Boleh dibilang bahwa akhir-akhir ini, seluruh dunia sedang giat-giatnya untuk mengembangkan pembangkit listrik tenaga surya. Hal ini karena sumber energi fosil jumlahnya sudah menipis, akibatnya harga jualnya menjadi mahal, selain itu bumi juga mengalami pemanasan global akibat dari asap pembakaran energi fosil yang tidak ramah lingkungan.
Selain itu dalam beberapa kejadian, penggunaan energi nuklir yang katanya lebih bersih, ternyata malah mengakibatkan bencana yang lebih besar, akibatnya banyak negara yang mulai mengalihkan sumber energi mereka pada pembangkit listrik yang lebih aman.

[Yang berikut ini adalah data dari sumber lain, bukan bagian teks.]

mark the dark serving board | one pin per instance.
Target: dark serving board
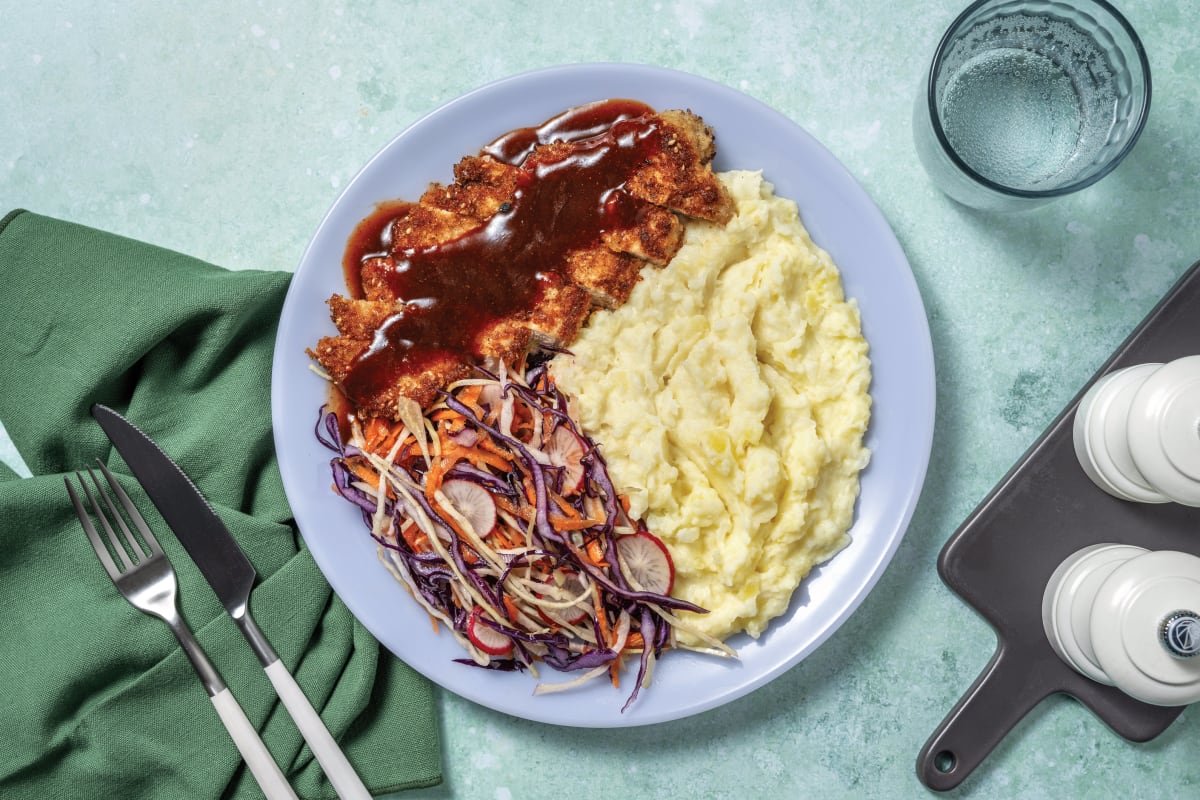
(1003, 554)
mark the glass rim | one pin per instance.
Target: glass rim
(1067, 188)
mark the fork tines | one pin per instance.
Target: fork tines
(102, 551)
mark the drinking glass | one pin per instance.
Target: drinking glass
(1031, 100)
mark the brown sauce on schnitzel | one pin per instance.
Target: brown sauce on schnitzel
(449, 293)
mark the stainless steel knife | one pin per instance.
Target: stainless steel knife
(232, 577)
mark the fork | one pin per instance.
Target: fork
(148, 582)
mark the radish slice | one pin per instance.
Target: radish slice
(486, 638)
(567, 450)
(646, 563)
(474, 503)
(573, 614)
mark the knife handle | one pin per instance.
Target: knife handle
(259, 761)
(330, 757)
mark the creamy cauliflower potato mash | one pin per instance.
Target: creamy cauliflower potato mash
(730, 398)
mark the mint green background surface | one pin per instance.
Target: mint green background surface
(226, 130)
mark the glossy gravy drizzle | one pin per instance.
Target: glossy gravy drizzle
(453, 290)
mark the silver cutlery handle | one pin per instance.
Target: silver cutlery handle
(330, 757)
(259, 761)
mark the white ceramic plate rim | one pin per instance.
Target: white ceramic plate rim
(839, 216)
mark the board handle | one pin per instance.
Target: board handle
(1003, 693)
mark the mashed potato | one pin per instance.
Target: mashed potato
(730, 398)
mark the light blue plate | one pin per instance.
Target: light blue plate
(840, 218)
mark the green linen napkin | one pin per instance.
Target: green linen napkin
(99, 699)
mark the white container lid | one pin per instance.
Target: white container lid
(1068, 599)
(1102, 439)
(1164, 429)
(1145, 627)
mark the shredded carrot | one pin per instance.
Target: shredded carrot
(514, 547)
(595, 552)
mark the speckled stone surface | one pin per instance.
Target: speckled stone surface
(225, 130)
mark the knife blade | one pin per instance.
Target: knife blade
(226, 567)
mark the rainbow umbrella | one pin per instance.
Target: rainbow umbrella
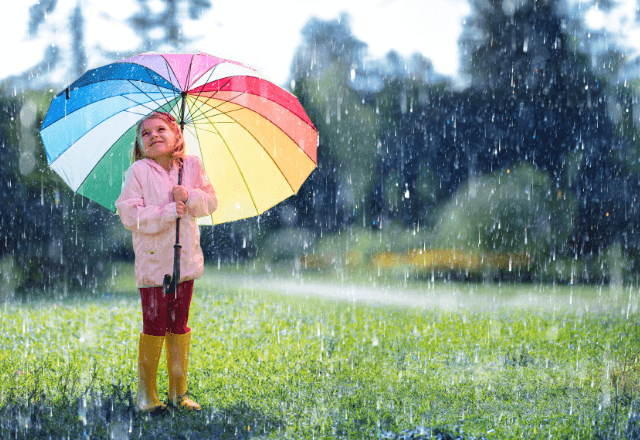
(255, 140)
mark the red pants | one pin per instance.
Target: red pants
(161, 315)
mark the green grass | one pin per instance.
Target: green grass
(268, 365)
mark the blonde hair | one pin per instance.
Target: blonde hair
(138, 147)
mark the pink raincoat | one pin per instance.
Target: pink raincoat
(147, 209)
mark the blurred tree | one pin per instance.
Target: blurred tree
(38, 13)
(323, 67)
(512, 210)
(79, 55)
(537, 100)
(165, 26)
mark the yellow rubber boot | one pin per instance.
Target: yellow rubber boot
(178, 364)
(149, 352)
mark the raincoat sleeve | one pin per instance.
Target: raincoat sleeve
(202, 200)
(136, 215)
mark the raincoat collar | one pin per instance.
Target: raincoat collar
(159, 167)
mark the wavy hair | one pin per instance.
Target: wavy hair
(138, 148)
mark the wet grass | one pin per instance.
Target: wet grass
(269, 365)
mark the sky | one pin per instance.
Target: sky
(263, 35)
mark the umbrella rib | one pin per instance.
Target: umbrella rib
(143, 104)
(212, 96)
(236, 122)
(200, 91)
(246, 184)
(170, 69)
(159, 88)
(265, 150)
(204, 114)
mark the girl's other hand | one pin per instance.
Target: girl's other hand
(180, 193)
(181, 209)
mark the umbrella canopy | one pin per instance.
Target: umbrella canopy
(255, 140)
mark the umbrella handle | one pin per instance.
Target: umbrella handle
(169, 284)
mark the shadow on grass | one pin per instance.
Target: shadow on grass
(111, 414)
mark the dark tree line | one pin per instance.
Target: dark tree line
(533, 98)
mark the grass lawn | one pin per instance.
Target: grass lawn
(264, 364)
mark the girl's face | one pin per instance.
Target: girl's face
(158, 139)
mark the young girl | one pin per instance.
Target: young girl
(150, 202)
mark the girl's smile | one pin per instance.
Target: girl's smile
(159, 141)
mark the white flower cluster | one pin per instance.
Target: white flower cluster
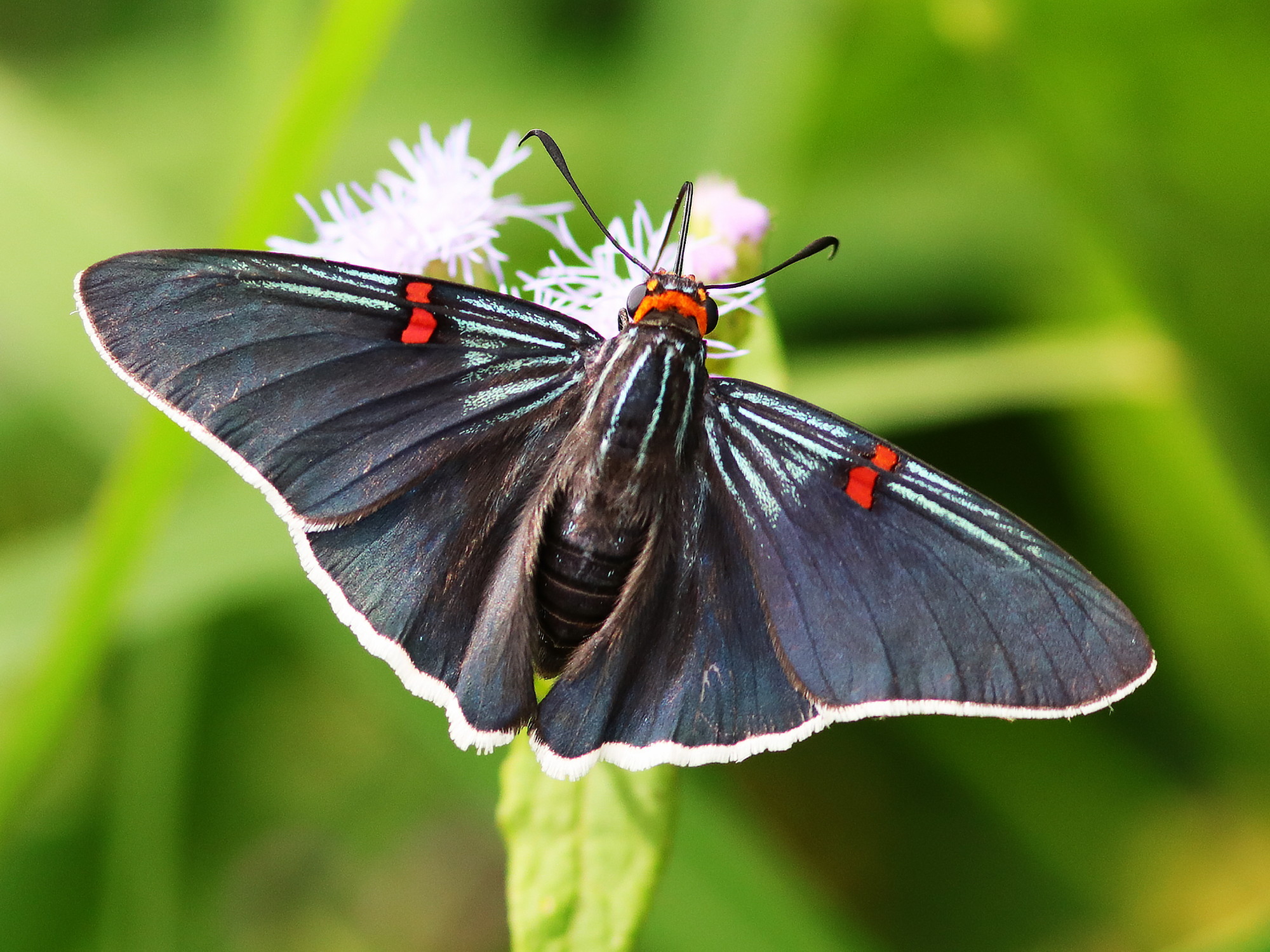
(444, 210)
(596, 290)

Karena kejadian-kejadian di atas, maka saat ini banyak negara yang mulai mengalihkan fokusnya pada energi matahari. Untuk saat ini dalam beberapa literatur, mengatakan bahwa Jerman dan China adalah dua negara di dunia yang sangat antusias dalam pengembangan dan penggunaan energi sinar matahari.
Sedangkan untuk di Indonesia sendiri, penggunaan energi surya sepertinya berjalan sangat lambat sekali. Mungkin yang banyak terdengar hanyalah program mobil listrik yang dikembangkan oleh pihak perguruan tinggi untuk dilombakan. Sementara itu sisanya orang menggunakan energi matahari untuk dijadikan sebagai pemanas air mandi saja.
Sepertinya jika saya melihat kondisi ini, bukan karena sumber energi Indonesia yang besar, tetapi lebih kepada urusan politik. Karena dalam kurun waktu beberapa tahun terakhir ini PLN (Perusahaan Listrik Negara), terus melakukan pembangunan jaringan transmisi baru dan pembangkit tenaga listrik yang baru. Dengan asumsi mereka bahwa penggunaan listrik akan terus naik, bersamaan selesainya proyek pembangkit listrik mereka.
Tetapi ternyata hal tersebut tidak terjadi, karena itu jika sampai banyak masyarakat yang menggunakan panel surya, sebagai pembangkit listrik, maka secara otomatis hal ini akan semakin menurunkan penggunaan listrik yang diproduksi oleh PLN.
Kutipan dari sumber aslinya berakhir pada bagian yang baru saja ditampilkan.